Antitumor activity of ruthenium(III) complexes with [N2O2]-tetradentate Schiff base ligands

Abstract

In this article, the antitumor and antiproliferative activity of three Ru(III) complexes, [Ru^III(Salen)(PPh₃)Cl] (RuSalen), [Ru^III(Salphen)(PPh₃)Cl] (RuSalphen), and [Ru^III(Salpn)(PPh₃)Cl] (RuSalpn) (H₂Salen, H₂Salphen and H₂Salpn are the Schiff bases obtained by the condensation between salicylaldehyde and ethylenediamine, 1,2-phenylenediamine, and 1,3-diaminopropanne, respectively) and their precursor, [Ru^II(PPh₃)₃Cl₂], were investigated against laboratory-cultured tumor cell lines: HT29 (human colorectal carcinoma), Saos-2 (human osteogenic sarcoma), HeLa (human cervical carcinoma), RST (rat transplantable sarcoma), and the non-tumor cell line Lep3 (embryonal human fibroblasts).
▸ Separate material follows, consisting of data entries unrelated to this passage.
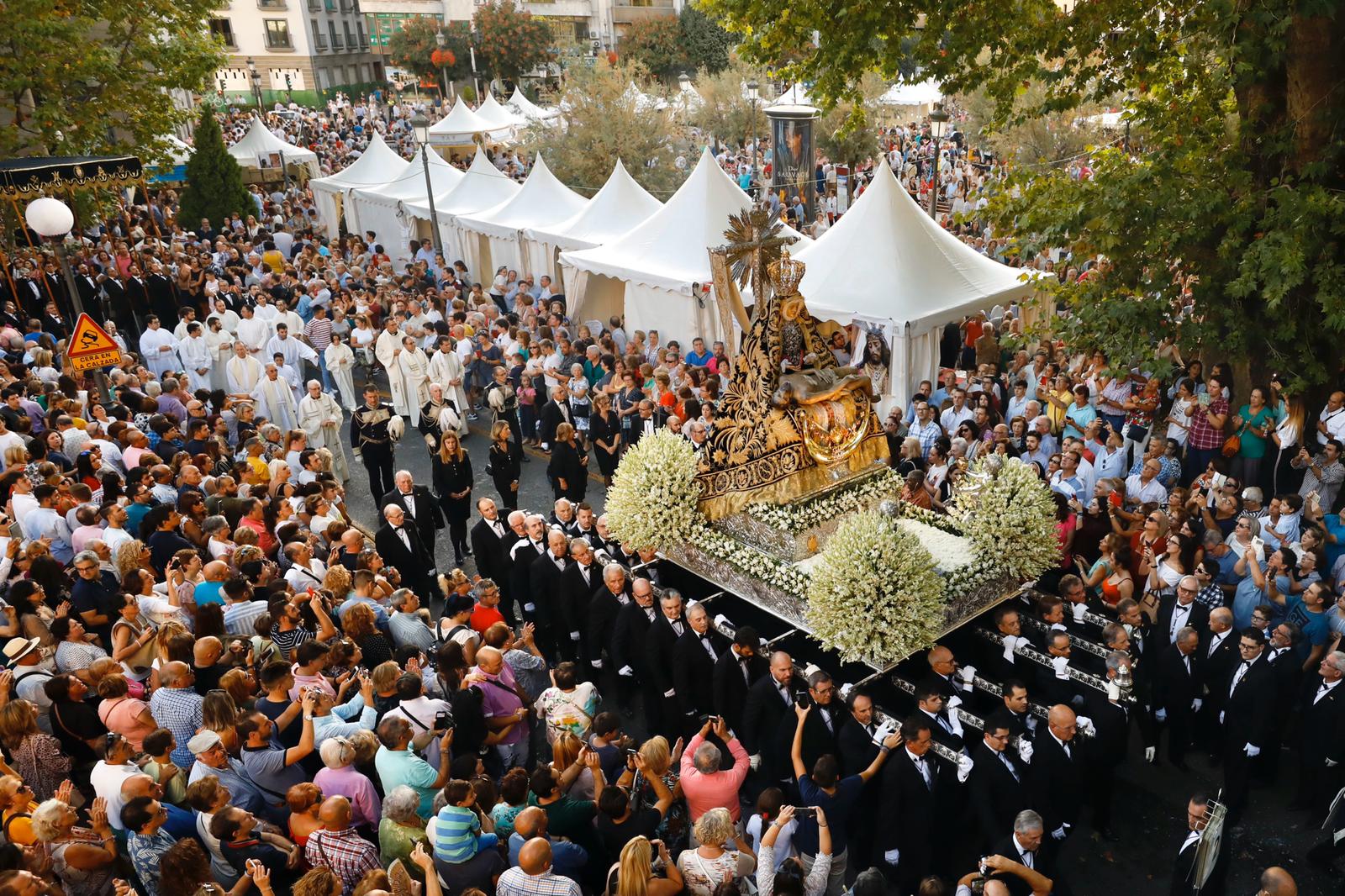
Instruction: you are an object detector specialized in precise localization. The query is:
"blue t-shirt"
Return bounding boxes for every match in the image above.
[794,775,863,856]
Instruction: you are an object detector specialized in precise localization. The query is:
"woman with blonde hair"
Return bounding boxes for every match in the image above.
[607,837,684,896]
[677,809,756,896]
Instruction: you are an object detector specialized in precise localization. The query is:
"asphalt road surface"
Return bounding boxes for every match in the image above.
[330,387,1328,896]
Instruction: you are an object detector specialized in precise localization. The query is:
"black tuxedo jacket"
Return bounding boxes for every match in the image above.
[672,625,741,717]
[967,740,1027,839]
[711,647,769,736]
[378,486,444,554]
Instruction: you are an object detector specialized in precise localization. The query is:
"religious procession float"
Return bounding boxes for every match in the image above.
[607,207,1058,670]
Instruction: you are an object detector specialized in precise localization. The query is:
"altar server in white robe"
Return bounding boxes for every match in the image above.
[397,336,429,426]
[298,379,350,482]
[140,315,177,379]
[224,339,266,401]
[206,312,234,390]
[251,363,298,432]
[234,299,271,361]
[374,315,410,417]
[323,332,355,410]
[429,336,469,436]
[177,320,215,392]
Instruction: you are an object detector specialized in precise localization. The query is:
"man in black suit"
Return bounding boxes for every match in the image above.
[556,538,603,659]
[741,650,805,783]
[378,470,446,578]
[1290,650,1345,814]
[374,504,439,594]
[1152,625,1202,771]
[1148,576,1209,656]
[525,529,570,655]
[1221,625,1275,825]
[711,625,768,736]
[471,498,514,597]
[1027,704,1084,844]
[641,588,690,743]
[878,716,952,893]
[967,713,1031,846]
[672,604,731,737]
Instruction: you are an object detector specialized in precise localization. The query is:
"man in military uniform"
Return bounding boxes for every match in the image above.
[486,366,530,463]
[350,385,402,500]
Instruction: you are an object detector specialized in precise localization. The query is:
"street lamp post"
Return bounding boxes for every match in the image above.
[412,112,444,256]
[748,78,762,198]
[247,56,261,108]
[23,197,110,399]
[930,105,948,220]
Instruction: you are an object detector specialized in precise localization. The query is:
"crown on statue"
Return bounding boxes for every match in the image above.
[765,249,807,296]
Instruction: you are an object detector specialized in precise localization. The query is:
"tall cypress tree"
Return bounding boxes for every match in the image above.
[179,103,254,228]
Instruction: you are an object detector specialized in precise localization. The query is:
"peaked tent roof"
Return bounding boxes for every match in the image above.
[457,156,589,237]
[351,141,462,203]
[308,130,406,192]
[504,87,561,121]
[429,94,493,143]
[229,116,318,173]
[523,159,663,249]
[561,148,811,295]
[794,166,1033,335]
[406,146,520,218]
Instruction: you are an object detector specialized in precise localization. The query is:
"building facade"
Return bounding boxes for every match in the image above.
[210,0,386,105]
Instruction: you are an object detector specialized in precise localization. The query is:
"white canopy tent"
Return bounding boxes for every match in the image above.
[405,148,520,284]
[455,156,589,285]
[429,96,493,146]
[794,166,1036,403]
[561,150,811,343]
[523,159,663,310]
[347,145,462,262]
[308,130,410,240]
[229,116,321,177]
[504,87,561,121]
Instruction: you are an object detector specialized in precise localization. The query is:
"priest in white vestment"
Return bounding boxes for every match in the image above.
[298,379,350,482]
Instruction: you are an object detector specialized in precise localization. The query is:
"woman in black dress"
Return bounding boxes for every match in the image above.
[589,393,621,486]
[432,432,472,567]
[546,423,588,503]
[487,419,523,510]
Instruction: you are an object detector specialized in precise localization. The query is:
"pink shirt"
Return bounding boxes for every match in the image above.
[681,733,751,825]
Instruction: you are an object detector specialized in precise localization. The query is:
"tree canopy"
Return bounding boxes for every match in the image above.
[704,0,1345,387]
[0,0,224,161]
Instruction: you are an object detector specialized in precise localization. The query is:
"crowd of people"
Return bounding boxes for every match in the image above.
[0,87,1312,896]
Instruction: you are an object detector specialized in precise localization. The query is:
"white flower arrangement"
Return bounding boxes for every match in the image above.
[805,511,944,668]
[953,457,1060,581]
[605,430,704,549]
[746,466,903,534]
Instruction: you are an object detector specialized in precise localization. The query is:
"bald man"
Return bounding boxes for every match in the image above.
[1027,704,1084,846]
[304,797,382,896]
[495,837,580,896]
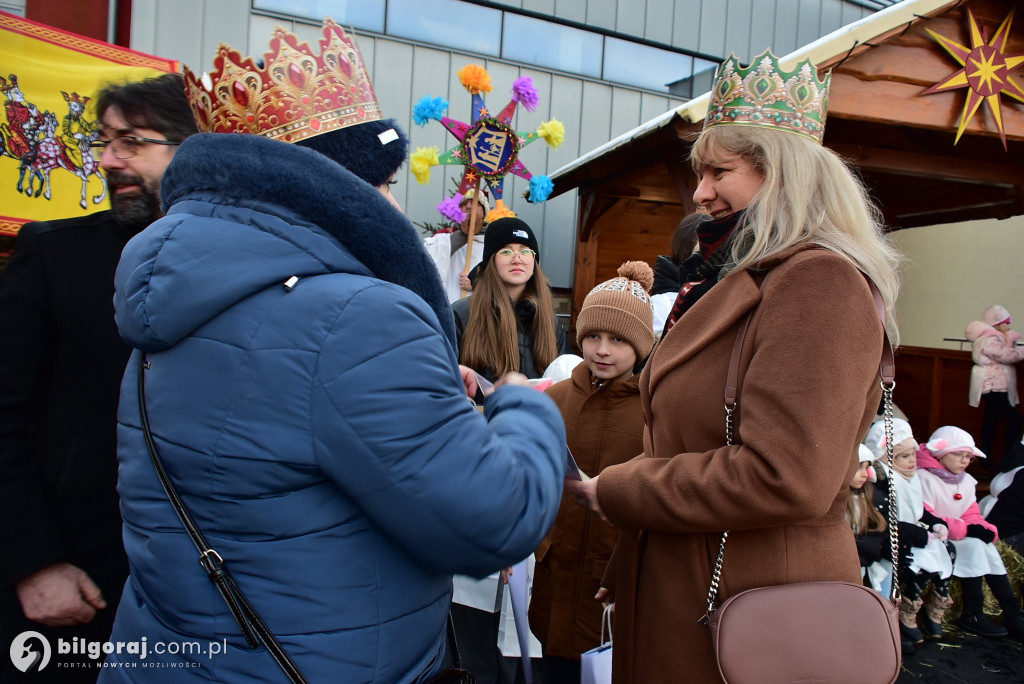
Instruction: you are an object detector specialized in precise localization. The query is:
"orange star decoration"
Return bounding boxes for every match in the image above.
[921,8,1024,149]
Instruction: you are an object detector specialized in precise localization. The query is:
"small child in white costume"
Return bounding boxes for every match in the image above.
[918,425,1024,640]
[864,418,955,646]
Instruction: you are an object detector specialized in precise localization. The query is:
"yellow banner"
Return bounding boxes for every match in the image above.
[0,11,178,234]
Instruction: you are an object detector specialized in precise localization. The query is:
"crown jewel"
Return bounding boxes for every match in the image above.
[185,18,383,142]
[705,50,831,143]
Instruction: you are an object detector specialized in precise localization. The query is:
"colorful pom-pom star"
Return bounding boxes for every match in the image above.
[410,65,565,222]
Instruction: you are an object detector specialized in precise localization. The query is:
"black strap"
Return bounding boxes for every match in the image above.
[138,351,308,684]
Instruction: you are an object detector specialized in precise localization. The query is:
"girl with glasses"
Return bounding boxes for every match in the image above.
[452,217,572,381]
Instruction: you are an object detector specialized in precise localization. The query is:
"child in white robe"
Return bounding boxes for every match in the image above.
[864,418,955,651]
[918,425,1024,641]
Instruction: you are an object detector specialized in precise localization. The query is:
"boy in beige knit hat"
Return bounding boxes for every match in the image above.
[529,261,654,682]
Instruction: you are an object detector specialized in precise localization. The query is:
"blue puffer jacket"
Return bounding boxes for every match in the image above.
[101,135,565,684]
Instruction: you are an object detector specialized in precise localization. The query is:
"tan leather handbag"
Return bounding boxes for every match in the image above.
[700,285,902,684]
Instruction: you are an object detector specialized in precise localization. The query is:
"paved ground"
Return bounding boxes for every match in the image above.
[897,634,1024,684]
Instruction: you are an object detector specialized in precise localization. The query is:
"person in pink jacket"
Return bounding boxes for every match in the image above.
[918,425,1024,641]
[965,304,1024,454]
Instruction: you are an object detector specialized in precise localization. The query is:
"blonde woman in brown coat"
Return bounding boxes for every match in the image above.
[566,53,897,684]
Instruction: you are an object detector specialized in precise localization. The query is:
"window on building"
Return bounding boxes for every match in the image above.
[603,38,693,92]
[253,0,386,33]
[387,0,502,56]
[502,12,602,78]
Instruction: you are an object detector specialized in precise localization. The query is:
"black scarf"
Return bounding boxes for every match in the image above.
[663,211,743,336]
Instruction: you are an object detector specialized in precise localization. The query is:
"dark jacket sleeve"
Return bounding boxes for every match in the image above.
[0,223,68,587]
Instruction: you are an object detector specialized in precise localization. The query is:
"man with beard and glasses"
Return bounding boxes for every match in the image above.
[0,74,197,682]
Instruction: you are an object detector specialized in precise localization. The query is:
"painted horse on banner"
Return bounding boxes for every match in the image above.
[17,112,106,209]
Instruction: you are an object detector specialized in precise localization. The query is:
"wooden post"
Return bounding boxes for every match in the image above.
[461,176,480,297]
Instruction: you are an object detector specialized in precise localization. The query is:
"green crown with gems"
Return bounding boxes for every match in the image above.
[705,49,831,144]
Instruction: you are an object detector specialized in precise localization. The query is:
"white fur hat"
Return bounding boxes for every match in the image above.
[857,444,879,482]
[981,304,1010,326]
[925,425,985,459]
[864,418,913,460]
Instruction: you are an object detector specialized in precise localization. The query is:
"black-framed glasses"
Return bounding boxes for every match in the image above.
[89,135,181,159]
[497,247,537,260]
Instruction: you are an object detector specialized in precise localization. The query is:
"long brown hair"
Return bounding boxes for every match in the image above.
[846,480,892,535]
[460,256,558,378]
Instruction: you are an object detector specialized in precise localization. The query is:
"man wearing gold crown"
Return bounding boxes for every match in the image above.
[0,74,196,683]
[566,52,898,684]
[100,19,565,684]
It was found that all the cancer cell lines investigated were effectively dose-dependently inhibited in their growth by the Ru(III) complexes, while the non-tumor cell line Lep3 was the least affected by their cytotoxic effect. The Annexin V assay revealed that the Ru(III) complexes determined the occurrence of apoptosis in all cell lines tested, in a dose-dependent manner. RuSalpn exhibited the strongest ability to reduce tumor cell survival and proliferation, with efficacy that is either superior to or comparable to that of well-established clinical oncology agents such as cisplatin, oxaliplatin, epirubicin, and paclitaxel. The experiments revealed a cell-specific response, with varying degrees of sensitivity to the tested substances across different cell lines. RuSalpn demonstrated the strongest cytotoxic effect in the HT29 cell line, while RuSalen, RuSalphen showed the highest activity against RST cells. It was found that RuSalphen (≥7.0 μM) significantly inhibited cell migratory activity in the HT29 cell line, while in the RST cell line, RuSalen (≥37.6 μM), RuSalphen (≥14.0 μM), and RuSalpn (≥36.8 μM) demonstrated a strong inhibitory effect on cell migration.